新型肺炎初の死者 明確な現状分析と対策を

2月15日 07:03

 新型コロナウイルスによる肺炎(COVID19)に感染した神奈川県在住の80代日本人女性が、死亡した。国内で死者が出たのは初めてだ。

 沖縄県でも60代の女性タクシー運転手の感染が判明。一方、和歌山県では50代男性外科医らへの感染も確認された。

 これまでの国内感染例では、中国への渡航歴や、中国から来た人との接触歴がある場合が大半だったが、亡くなった女性や外科医には最近の渡航歴はなく、中国から来た人との明らかな接触歴も確認されていない。国内で感染した可能性が高く、新型肺炎問題は新たな段階に入ったと言える。

 こうした事態を受け、安倍晋三首相は14日、感染拡大と感染者の重症化の防止に全力を挙げる考えを示した。政府は、現状分析を明確に示し、迅速な対策を講じるべきだ。

 厚生労働省によると、死亡した女性は1月22日に倦怠[けんたい]感が出て、28日に医療機関を受診。2月1日に肺炎と診断され、入院した。6日ごろから呼吸状態が悪化し、13日に死亡したという。義理の息子である東京都の70代男性タクシー運転手の感染も確認された。

 外科医は和歌山県の済生会有田病院に勤務。1月31日に熱や全身の倦怠感が表れ、2月3~5日、微熱が続く状態で解熱剤を飲みながら出勤。8日に肺炎が見つかり10日から入院している。この病院を受診した70代男性の感染も確認されたが、今のところ「医師との濃厚接触はない」とされている。

 海外では同じコロナウイルスによる重症急性呼吸器症候群(SARS)などが、病院関係者を介して院内で拡大した例がある。感染経路などしっかりした調査が求められる。

 加藤勝信厚労相は「国内で流行、まん延している状態ではないという従来の見解を変更する根拠はない」としているが、日本感染症学会などは「既に街の中で散発的な流行が起きていてもおかしくない」との見解をまとめている。政府の対策は、後手後手の印象が拭えない。
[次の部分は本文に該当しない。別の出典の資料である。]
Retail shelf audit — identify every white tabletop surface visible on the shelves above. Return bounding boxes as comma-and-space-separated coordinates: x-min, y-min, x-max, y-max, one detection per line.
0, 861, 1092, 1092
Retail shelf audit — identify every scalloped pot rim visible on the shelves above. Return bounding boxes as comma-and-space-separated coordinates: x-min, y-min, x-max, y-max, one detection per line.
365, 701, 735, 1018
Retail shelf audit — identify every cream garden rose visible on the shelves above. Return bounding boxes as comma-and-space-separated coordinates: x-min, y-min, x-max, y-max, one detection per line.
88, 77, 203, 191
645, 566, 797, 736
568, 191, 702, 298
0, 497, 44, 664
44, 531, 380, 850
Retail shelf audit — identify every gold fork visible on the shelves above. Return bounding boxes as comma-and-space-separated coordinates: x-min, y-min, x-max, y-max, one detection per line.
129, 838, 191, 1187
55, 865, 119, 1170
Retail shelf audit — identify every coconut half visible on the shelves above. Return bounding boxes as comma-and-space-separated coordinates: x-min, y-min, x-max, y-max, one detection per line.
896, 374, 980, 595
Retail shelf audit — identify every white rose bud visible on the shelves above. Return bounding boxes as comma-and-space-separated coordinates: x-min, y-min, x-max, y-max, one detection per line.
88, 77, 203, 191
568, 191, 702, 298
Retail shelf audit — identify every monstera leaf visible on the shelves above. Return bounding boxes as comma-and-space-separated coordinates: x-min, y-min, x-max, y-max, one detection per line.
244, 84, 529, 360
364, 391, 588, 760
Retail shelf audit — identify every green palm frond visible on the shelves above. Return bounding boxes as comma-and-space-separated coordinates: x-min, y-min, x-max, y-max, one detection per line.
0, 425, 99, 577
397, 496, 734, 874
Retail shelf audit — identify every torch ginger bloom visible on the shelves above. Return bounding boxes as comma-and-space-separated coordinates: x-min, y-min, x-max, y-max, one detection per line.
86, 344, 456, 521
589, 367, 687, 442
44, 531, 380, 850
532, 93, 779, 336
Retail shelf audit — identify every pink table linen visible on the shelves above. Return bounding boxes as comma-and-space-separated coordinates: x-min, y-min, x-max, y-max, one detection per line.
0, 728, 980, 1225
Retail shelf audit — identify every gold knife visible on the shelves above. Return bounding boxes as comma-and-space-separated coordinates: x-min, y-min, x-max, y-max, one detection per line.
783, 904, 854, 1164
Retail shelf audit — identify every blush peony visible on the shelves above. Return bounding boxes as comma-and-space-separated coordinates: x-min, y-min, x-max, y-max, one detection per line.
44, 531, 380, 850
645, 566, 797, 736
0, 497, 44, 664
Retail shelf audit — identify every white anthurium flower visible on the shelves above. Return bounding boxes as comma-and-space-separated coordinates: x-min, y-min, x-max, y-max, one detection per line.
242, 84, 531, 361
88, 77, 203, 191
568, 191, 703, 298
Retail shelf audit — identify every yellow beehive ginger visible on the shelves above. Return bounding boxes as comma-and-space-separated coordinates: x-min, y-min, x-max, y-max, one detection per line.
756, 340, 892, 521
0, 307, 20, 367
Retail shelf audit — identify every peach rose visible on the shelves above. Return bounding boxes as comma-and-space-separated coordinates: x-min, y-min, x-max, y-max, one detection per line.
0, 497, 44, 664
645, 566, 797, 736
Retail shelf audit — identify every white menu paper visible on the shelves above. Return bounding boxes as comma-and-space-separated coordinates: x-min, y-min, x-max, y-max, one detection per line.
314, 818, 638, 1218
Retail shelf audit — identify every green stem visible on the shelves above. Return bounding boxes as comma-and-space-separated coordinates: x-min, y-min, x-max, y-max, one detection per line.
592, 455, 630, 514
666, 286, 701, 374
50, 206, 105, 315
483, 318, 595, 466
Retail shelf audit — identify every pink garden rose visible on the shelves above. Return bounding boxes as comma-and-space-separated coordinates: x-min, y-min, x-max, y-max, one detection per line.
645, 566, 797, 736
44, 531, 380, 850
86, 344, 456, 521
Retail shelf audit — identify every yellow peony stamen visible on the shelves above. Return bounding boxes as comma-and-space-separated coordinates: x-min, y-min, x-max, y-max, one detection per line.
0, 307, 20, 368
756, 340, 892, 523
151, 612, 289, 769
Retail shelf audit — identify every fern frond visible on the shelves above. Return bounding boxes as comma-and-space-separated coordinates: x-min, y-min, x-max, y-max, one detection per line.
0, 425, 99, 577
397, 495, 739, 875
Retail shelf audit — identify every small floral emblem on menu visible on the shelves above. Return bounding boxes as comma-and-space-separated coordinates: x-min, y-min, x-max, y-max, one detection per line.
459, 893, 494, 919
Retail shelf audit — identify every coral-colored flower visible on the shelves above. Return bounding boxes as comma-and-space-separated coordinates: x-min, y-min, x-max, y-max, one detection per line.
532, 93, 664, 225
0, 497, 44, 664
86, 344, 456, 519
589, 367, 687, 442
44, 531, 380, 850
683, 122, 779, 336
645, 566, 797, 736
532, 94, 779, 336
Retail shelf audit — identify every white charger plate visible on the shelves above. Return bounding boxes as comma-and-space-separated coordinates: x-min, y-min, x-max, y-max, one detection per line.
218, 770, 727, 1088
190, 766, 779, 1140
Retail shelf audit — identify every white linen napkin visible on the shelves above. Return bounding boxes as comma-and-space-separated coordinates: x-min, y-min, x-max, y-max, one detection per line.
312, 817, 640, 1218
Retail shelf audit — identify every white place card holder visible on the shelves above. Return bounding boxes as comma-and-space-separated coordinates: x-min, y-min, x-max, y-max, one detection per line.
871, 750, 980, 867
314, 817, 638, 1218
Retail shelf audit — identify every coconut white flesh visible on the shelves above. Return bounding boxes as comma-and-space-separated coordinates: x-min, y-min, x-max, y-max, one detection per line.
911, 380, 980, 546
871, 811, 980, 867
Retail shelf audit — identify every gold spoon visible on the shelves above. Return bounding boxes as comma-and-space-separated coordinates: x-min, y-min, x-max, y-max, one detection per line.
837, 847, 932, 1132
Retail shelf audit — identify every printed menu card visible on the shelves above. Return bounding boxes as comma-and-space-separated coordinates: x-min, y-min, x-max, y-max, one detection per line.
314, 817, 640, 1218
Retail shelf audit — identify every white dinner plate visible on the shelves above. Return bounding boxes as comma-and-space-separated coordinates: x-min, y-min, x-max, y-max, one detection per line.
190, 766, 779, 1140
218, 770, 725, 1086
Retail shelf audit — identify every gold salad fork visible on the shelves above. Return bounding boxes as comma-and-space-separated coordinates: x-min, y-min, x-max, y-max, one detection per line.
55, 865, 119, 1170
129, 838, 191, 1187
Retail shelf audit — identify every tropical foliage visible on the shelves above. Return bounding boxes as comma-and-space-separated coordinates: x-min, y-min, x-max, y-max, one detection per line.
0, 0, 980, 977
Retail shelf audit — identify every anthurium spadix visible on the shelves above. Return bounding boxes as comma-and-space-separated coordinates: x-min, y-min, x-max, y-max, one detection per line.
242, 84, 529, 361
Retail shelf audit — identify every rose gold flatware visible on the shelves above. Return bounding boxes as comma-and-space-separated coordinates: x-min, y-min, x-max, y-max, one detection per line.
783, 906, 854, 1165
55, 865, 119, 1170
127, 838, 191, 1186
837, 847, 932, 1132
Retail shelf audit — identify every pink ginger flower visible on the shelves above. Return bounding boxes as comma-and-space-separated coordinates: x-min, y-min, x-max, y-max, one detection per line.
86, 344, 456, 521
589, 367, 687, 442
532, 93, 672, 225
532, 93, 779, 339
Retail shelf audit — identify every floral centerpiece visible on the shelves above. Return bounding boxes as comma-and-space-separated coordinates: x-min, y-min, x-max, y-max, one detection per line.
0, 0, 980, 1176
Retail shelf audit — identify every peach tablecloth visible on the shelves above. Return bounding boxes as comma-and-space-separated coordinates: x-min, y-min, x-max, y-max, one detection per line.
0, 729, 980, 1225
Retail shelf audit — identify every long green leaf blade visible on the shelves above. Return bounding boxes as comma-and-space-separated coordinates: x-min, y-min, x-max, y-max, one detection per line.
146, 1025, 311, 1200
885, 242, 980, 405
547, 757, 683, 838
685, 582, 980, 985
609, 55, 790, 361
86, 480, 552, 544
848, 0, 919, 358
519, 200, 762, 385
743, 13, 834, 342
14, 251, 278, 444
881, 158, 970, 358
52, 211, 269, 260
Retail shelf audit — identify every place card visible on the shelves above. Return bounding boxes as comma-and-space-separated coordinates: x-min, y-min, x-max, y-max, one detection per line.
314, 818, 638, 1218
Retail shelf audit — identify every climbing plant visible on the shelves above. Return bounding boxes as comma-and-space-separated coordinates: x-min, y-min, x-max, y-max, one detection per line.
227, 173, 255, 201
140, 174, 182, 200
 政府は14日、第1弾の緊急対策費として、本年度予算の予備費から103億円を支出することを閣議決定した。メーカーがマスクの供給能力を拡大するための補助金や病原体を迅速に検査する態勢の整備などが柱だ。

 新型肺炎は重症化すれば死に至る可能性があり、中国での死者は高齢者や糖尿病などの病気を抱えていた人が多い。今のところ、患者が集中する武漢市のように多数の死者が出る状況は考えにくいが予断は許されない。

 国内での感染リスクが高まっていることは確かだが、「正しく恐れる」ことが肝心だろう。そのために政府は、正確な情報を迅速に提供し国民に周知する必要がある。同時に、国内での流行を視野に、患者を受け入れる医療機関や相談窓口を増やすなど、感染拡大や重症化、死亡を防ぐための検査、医療体制の整備を急ぐべきだ。